Now, before I introduce the query, I want to explain the window function we’ll be using to solve this problem –
DENSE_RANK(). If you can digest the fact that window functions can help you magically create groups (partitions) for a query like the one we’re after,
DENSE_RANK() is easy to explain: it works on the rows in a group and assigns them a number (for ranking) based on their order in that group. (Yes, yes, an example is coming; just hold on for a minute!)
A related function is
RANK() and its contrast to
DENSE_RANK() is best explained through an example – assume we have the following order of products and their prices in a particular category:
Laptop-1 2000 Phone-1 1800 Laptop-2 1800 Laptop-3 1500
RANK() would rank them as follows:
Laptop-1 2000 1 Phone-1 1800 2 Laptop-2 1800 2 Laptop-3 1500 4
DENSE_RANK() would rank them like this:
Laptop-1 2000 1 Phone-1 1800 2 Laptop-2 1800 2 Laptop-3 1500 3
See the difference? Both
DENSE_RANK() assign a rank of 2 to the second-highest price in the group, but
RANK() skips as many ranks for the next entry change as there were duplications (so, we go 1, 2, 2, 4) while
DENSE_RANK() preserves a strict numeric order (1, 2, 2, 3 – 3 comes after 2 no matter what). Both have their uses, though in our case we need
DENSE_RANK() as it fits our definition of finding the third-most costly product in each category.
DENSE_RANK() example, with a Common Table Expression (CTE) thrown in
Let’s look at the query that’ll solve the given problem: find the third-most costly product in a given category:
WITH rank_data AS ( SELECT product_name, price, group_name, DENSE_RANK() OVER ( PARTITION BY group_name ORDER BY price ) price_rank FROM products INNER JOIN product_groups USING (group_id) ) SELECT * FROM rank_data WHERE group_name = 'Laptop' AND price_rank = 3;
Now, let’s not lose our minds! The query is pretty simple; it just has a few parts to it. So, let’s look at these parts one by one:
- The final part of the query is just a regular
- The part
WITH rank_data AS ...is just called a Common Table Expression (CTE) in Postgres. For developers, it’s easier to think of this as a variable declaration. This name (
rank_data) gets used in the last part of the query (
FROM rank_data) to pull data from.
- There is a single
JOINstatement in the inner query. This is needed because of how our tables are structured.

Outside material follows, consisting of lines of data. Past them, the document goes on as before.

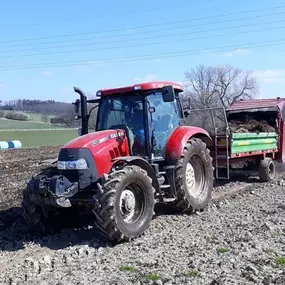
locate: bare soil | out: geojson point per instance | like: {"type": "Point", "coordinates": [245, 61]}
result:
{"type": "Point", "coordinates": [238, 239]}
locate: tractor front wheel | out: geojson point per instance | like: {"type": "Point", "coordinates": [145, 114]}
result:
{"type": "Point", "coordinates": [37, 217]}
{"type": "Point", "coordinates": [125, 208]}
{"type": "Point", "coordinates": [194, 177]}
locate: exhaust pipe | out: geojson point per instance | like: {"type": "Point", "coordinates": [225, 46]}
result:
{"type": "Point", "coordinates": [84, 115]}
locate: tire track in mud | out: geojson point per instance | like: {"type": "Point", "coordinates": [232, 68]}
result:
{"type": "Point", "coordinates": [243, 216]}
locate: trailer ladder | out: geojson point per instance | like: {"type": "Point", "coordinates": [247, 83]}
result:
{"type": "Point", "coordinates": [222, 159]}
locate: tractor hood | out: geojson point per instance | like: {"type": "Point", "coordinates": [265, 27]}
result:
{"type": "Point", "coordinates": [98, 149]}
{"type": "Point", "coordinates": [95, 139]}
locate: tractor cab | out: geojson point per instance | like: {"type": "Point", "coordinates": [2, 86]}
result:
{"type": "Point", "coordinates": [148, 112]}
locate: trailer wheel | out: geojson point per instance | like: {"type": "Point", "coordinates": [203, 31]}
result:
{"type": "Point", "coordinates": [194, 177]}
{"type": "Point", "coordinates": [267, 171]}
{"type": "Point", "coordinates": [125, 208]}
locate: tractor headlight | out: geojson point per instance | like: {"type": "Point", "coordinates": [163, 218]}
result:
{"type": "Point", "coordinates": [72, 164]}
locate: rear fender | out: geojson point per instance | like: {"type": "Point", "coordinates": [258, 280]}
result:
{"type": "Point", "coordinates": [179, 138]}
{"type": "Point", "coordinates": [136, 160]}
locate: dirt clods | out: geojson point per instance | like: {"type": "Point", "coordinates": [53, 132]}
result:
{"type": "Point", "coordinates": [238, 239]}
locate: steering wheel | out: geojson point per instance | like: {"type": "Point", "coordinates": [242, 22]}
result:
{"type": "Point", "coordinates": [129, 132]}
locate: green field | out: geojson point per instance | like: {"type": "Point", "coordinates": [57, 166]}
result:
{"type": "Point", "coordinates": [19, 125]}
{"type": "Point", "coordinates": [33, 116]}
{"type": "Point", "coordinates": [39, 137]}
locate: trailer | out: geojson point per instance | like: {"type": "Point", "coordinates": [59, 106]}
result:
{"type": "Point", "coordinates": [258, 150]}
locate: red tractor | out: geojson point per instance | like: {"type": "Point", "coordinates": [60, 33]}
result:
{"type": "Point", "coordinates": [140, 153]}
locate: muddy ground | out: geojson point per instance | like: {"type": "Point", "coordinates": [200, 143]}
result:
{"type": "Point", "coordinates": [238, 239]}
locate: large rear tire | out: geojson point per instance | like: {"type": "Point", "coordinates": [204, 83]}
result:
{"type": "Point", "coordinates": [126, 207]}
{"type": "Point", "coordinates": [194, 177]}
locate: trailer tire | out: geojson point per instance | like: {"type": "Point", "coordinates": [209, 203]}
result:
{"type": "Point", "coordinates": [202, 177]}
{"type": "Point", "coordinates": [267, 170]}
{"type": "Point", "coordinates": [125, 207]}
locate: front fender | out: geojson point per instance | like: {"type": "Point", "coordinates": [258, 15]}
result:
{"type": "Point", "coordinates": [139, 161]}
{"type": "Point", "coordinates": [179, 138]}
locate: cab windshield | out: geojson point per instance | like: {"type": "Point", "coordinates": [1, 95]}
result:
{"type": "Point", "coordinates": [124, 112]}
{"type": "Point", "coordinates": [127, 112]}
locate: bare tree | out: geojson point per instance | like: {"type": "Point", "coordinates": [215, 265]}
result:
{"type": "Point", "coordinates": [208, 87]}
{"type": "Point", "coordinates": [215, 87]}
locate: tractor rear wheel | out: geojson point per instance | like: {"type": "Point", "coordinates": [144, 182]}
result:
{"type": "Point", "coordinates": [267, 171]}
{"type": "Point", "coordinates": [125, 208]}
{"type": "Point", "coordinates": [194, 177]}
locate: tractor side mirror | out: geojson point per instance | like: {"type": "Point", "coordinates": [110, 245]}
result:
{"type": "Point", "coordinates": [168, 94]}
{"type": "Point", "coordinates": [76, 104]}
{"type": "Point", "coordinates": [186, 113]}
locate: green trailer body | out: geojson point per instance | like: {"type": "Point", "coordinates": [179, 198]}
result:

- Now for the meat of the query:
DENSE_RANK() OVER (PARTITION BY group_name ORDER BY price) price_rank. This creates another column in the query output and fills it with an integer indicating the rank of the row. Rank based on what? Well, the query is doing a sort of
GROUP BY, except that it’s called a partition; while the partition can be thought of as a group, the windowing feature allows the query engine to access individual rows while having a “window” to the partition the row is in. We ourselves don’t need to think about how it’s done internally, just as we don’t bother how
GROUP BYis working internally. It’s enough to know that the query is able to create groups on
group_name(product category) and use the price to rank them (
ORDER BY price).
Yes, that’s all there is to it! Granted that the syntax can throw you off initially, but don’t you agree how simple and powerful these window functions are?! Notice that many of the clauses in this query have nothing to do with window functions:
WHERE, etc., but I’ve used them to create a more meaningful example.
Go ahead and practice a little by making your own similar scenarios. Or perhaps search online and look for some examples that extend the idea into different scenarios. One thing is sure: you’ll now easily understand the sorcery involved and will enjoy it as well!